The Well of Lost Plots

Something Rotten by Jasper Fforde
(Viking, $24.95, G) ISBN 0-670-03359-6
Jasper Fforde’s fourth novel featuring intrepid Literary Detective Thursday Next is hardly Something Rotten – in fact, it’s a fine return to form after a slight misstep in last year’s Well of Lost Plots. If you like the offbeat humor of Douglas Adams, Monty Python and Lewis Carroll, you should not miss out on this fiendishly clever series.  

Thursday Next has spent two years living in the Book World as the head of Jurisfiction, managing the fictional characters’ efforts to police themselves, but she has grown weary of the “peculiar and downright weird.” After a disastrous attempt to locate an escaped minotaur within the pages of a Western novel, Thursday decides to go home to Swindon, England, where at least the weirdness has some basis in reality. Her son Friday is now two years old and it’s time for him to meet his Daddy. Unfortunately, Thursday’s husband Landon was eradicated several years ago by the evil Goliath Corporation, a fate decidedly worse than death because to everyone but Thursday, Landon never existed.  

But fortunately, big changes are afoot in this alternate 1988 England. Goliath is in the midst of transforming itself from a mega-corporation into a recognized religion, and they’re eager to make amends for past wrong-doings. This may be Thursday’s best opportunity Thursday to get Landon un-eradicated. But even if she manages that feat, she faces many other challenges. Corrupt politician Yorrick Kaine, a fictional character who escaped from the Book World, is angling to become dictator by blaming all of England’s social and economic problems on Denmark. According to the revelations of Swindon’s patron St. Zvlkx, who is scheduled to be spontaneously resurrected the day after tomorrow, Goliath and Kaine can only be stopped if Swindon’s pathetic croquet team wins the SuperHoop tournament. And Thursday may be back in Swindon, but she hasn’t completely left the Book World behind; Jurisfiction agents keep popping up to ask her advice on various problems.
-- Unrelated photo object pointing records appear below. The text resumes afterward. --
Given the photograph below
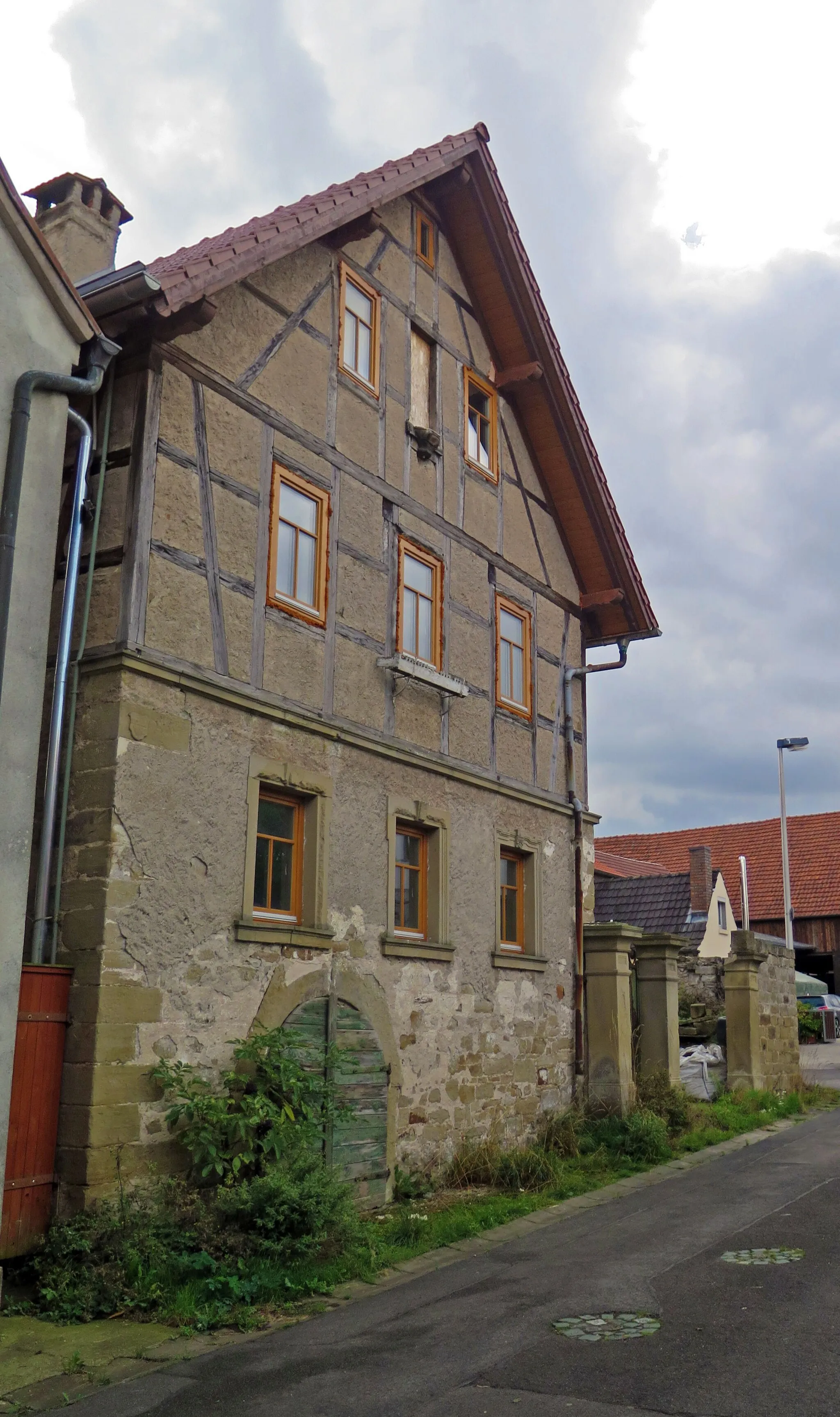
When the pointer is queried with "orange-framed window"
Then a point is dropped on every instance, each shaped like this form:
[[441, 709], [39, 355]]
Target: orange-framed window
[[513, 657], [424, 238], [359, 334], [298, 554], [411, 882], [420, 607], [479, 426], [278, 870], [512, 904]]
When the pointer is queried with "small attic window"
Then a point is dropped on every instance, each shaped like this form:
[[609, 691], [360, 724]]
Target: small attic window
[[425, 240]]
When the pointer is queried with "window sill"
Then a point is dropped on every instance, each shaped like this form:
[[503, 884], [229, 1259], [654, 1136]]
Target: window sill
[[403, 948], [277, 933], [503, 961], [418, 669]]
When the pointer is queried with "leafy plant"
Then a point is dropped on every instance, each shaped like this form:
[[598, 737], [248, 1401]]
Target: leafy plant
[[646, 1138], [811, 1023], [656, 1094], [277, 1089], [297, 1208], [411, 1185]]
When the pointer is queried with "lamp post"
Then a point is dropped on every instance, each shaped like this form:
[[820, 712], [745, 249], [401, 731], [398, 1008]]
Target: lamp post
[[792, 746]]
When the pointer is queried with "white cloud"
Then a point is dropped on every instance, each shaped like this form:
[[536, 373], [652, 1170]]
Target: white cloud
[[712, 391], [741, 104]]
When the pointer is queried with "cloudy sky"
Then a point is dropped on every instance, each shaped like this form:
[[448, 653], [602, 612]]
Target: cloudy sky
[[710, 378]]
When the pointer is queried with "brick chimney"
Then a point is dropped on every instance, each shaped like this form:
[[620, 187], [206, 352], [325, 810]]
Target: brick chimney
[[80, 219], [700, 879]]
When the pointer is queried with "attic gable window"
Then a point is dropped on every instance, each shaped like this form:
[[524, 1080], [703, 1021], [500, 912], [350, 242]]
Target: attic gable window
[[359, 337], [424, 240], [479, 426], [298, 560]]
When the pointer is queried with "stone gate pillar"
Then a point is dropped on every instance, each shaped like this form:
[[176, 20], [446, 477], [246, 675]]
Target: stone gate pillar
[[609, 1032], [744, 1060], [659, 1004]]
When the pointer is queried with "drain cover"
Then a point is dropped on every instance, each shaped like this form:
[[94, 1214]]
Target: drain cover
[[775, 1256], [591, 1328]]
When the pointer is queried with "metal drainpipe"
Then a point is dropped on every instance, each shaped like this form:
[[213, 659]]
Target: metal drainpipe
[[100, 356], [60, 686], [571, 673], [74, 688]]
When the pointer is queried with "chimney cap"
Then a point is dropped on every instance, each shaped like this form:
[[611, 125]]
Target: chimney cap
[[59, 189]]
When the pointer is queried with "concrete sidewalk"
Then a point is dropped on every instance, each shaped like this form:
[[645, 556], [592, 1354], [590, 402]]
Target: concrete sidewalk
[[477, 1338], [821, 1063]]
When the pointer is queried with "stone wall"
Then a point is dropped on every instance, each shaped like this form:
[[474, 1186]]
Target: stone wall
[[153, 917], [778, 1028], [162, 967]]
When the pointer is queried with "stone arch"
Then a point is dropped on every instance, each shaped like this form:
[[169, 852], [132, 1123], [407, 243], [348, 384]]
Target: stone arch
[[365, 994]]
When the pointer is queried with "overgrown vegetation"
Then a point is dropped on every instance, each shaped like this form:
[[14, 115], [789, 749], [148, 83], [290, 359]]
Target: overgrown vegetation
[[811, 1022], [262, 1223]]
She’s also responsible for an unusual tourist – Hamlet, Prince of Denmark, who, despite his notorious indecision, isn’t too happy to learn that his homeland is being used as a scapegoat.  
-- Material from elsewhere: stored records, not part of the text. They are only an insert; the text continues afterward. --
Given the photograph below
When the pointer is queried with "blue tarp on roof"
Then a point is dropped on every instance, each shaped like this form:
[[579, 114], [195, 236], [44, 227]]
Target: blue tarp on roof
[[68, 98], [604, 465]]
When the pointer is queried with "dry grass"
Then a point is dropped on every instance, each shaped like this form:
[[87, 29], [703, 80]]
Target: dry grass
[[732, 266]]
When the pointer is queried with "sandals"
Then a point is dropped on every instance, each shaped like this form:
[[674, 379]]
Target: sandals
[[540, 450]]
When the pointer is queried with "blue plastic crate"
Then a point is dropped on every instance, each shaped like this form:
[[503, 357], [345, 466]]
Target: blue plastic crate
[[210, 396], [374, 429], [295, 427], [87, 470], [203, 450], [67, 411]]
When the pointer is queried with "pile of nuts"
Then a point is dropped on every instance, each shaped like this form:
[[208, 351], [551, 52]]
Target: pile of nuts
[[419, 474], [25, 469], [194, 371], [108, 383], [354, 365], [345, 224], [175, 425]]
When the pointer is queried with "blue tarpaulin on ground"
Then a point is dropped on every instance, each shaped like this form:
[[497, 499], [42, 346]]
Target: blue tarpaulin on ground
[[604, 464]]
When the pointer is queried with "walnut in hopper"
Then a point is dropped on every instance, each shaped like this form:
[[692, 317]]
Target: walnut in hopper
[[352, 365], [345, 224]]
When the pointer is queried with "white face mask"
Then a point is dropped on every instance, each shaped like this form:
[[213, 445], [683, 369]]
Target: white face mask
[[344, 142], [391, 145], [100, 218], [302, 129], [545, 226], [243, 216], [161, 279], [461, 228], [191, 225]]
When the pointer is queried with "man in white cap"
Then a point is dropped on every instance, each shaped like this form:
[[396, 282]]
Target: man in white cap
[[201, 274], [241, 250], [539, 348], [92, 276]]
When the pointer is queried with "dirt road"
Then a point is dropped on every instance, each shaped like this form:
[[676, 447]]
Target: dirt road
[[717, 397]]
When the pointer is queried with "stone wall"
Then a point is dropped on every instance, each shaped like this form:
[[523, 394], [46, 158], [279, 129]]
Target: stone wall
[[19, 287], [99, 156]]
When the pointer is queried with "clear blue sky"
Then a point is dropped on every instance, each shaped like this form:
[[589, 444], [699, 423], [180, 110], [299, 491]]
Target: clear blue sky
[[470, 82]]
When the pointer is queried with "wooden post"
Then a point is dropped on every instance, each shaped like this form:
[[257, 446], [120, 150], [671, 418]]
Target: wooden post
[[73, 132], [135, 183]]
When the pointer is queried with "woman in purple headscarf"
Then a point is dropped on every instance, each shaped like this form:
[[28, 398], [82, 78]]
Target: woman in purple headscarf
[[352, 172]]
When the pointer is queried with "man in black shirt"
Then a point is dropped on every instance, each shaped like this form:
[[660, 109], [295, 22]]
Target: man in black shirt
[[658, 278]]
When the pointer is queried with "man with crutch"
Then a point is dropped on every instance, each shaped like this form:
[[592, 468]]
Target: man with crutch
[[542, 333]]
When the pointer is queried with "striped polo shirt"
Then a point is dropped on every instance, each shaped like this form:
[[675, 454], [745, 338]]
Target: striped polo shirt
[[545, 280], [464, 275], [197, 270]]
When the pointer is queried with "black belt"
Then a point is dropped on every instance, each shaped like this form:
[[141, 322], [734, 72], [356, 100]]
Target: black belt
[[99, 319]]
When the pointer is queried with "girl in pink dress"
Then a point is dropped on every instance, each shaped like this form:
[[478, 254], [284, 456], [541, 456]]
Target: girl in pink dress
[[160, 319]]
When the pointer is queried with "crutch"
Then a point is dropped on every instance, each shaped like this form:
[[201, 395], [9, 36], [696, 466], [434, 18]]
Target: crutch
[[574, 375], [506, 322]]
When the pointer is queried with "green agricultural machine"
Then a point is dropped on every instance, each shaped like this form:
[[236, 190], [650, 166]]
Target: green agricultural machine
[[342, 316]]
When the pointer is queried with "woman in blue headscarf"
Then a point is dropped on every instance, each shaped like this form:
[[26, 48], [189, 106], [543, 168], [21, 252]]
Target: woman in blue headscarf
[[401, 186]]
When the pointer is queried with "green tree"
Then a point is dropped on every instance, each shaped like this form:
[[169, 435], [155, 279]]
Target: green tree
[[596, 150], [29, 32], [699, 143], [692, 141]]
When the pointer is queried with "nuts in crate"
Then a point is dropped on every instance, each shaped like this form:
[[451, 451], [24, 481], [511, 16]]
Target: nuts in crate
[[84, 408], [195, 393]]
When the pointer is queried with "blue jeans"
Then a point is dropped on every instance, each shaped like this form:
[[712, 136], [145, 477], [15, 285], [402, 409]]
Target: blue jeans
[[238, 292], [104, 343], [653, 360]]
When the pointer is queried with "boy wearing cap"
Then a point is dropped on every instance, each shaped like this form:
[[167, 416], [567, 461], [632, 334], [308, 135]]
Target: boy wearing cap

In his four Thursday Next novels, Jasper Fforde has created a unique alternate reality that almost defies description. In some ways Thursday’s England is incredibly advanced (Thursday’s pet dodo Pickwick was manufactured from a home cloning kit) yet also rather backwards (airplanes haven’t been invented yet) and also eerily familiar (politicians speak out of both sides of their mouths, greedy corporations try to steal even more money). The humor is sometimes broad and occasionally groaningly bad, but you have to shake your head in amazement at Fforde’s agile mind that keeps manufacturing jokes at such a rapid pace. Unlike several of the earlier installments, Something Rotten’s plot starts off at a fast clip and keeps its momentum; there are fewer chapters that seem to have been included just so Fforde can demonstrate his cleverness. I don’t think he knows much about children, however; little Friday may be an active toddler, but he never cries, whines or clings to Thursday. Yet he’s surprisingly engaging, and the story’s best joke revolves around the unusual language he has developed from living in the Book World during his formative years.  
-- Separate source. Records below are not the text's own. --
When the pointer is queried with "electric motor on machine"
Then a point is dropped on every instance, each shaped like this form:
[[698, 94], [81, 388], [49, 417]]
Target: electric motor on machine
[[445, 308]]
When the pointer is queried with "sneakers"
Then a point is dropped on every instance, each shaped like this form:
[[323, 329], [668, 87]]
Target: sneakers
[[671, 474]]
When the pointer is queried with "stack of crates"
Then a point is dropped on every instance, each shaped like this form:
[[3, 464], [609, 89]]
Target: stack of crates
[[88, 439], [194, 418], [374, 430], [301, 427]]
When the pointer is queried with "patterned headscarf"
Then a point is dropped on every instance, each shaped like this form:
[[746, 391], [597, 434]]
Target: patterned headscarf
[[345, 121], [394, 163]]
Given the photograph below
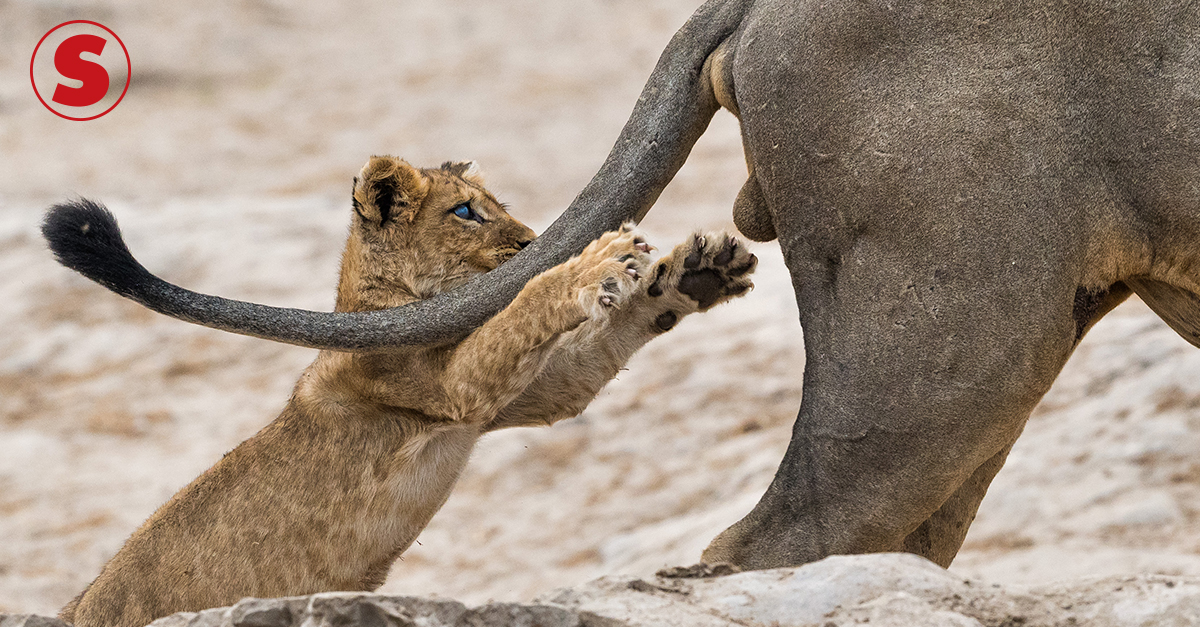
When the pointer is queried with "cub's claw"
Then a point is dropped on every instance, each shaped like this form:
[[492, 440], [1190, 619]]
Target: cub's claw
[[709, 269], [610, 269]]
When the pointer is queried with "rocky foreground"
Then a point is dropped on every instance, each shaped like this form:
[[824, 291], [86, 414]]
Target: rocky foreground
[[891, 590]]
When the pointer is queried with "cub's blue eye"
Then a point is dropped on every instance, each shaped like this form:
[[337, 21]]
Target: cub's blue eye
[[465, 212]]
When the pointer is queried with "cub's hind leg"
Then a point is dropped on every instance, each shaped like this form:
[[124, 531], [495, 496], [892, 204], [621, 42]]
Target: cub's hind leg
[[696, 275]]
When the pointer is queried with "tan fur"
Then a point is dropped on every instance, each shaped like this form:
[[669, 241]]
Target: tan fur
[[370, 445]]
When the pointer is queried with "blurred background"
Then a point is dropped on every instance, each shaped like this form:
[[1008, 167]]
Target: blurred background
[[229, 163]]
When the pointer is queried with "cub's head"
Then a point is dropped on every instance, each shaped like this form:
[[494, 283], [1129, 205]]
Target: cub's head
[[420, 232]]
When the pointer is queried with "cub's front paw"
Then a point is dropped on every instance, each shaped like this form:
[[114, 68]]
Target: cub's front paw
[[607, 272], [709, 269]]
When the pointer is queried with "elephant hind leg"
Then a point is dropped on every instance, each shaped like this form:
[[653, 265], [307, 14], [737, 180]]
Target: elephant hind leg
[[940, 537], [1179, 308], [751, 214]]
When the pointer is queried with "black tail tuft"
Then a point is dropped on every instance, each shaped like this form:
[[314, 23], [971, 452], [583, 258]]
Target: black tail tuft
[[85, 238]]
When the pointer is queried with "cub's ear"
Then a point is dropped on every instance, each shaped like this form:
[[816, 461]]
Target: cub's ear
[[389, 189], [466, 171]]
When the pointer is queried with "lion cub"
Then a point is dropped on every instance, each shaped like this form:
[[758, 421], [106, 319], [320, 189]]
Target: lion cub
[[329, 495]]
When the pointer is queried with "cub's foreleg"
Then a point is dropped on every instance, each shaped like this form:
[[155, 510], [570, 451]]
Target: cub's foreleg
[[497, 362], [696, 275]]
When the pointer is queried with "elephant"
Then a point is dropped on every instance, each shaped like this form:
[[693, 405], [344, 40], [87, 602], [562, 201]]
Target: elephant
[[960, 190]]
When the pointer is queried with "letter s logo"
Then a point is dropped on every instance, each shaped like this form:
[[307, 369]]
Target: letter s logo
[[69, 64], [79, 70]]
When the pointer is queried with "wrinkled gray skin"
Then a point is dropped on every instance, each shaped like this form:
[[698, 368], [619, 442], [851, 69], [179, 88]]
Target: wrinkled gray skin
[[960, 190]]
I was pleasantly surprised by Fforde’s ability to imbue his characters with some genuine emotion in this installment. While no one will ever accuse him of being sentimental, Fforde does invest Thursday’s quest for Landen with a touch of poignancy. Another unusual character, the re-engineered Neanderthal Stig, has a sad, noble dignity that serves as a chilling warning about the dangers of science gone too far.  

Fforde brings the book, as well as the series (at least temporarily) to a close in a mind-blowing scene that ties up ends left loose since The Eyre Affair. According to Fforde’s website, Thursday will be back eventually, but his upcoming 2005 release will go in a new direction. Meanwhile, those of us who have followed Thursday on her through-the-looking-glass type adventures for the past three years will have to be content with re-reading the series. If, like myself you are fascinated by the creative process, I recommend that you check out the “special features” at which contains a “wordamentary” on the making of Something Rotten. Understanding the process that went into the final version of the novel does nothing to lessen the impact of Fforde’s creative genius.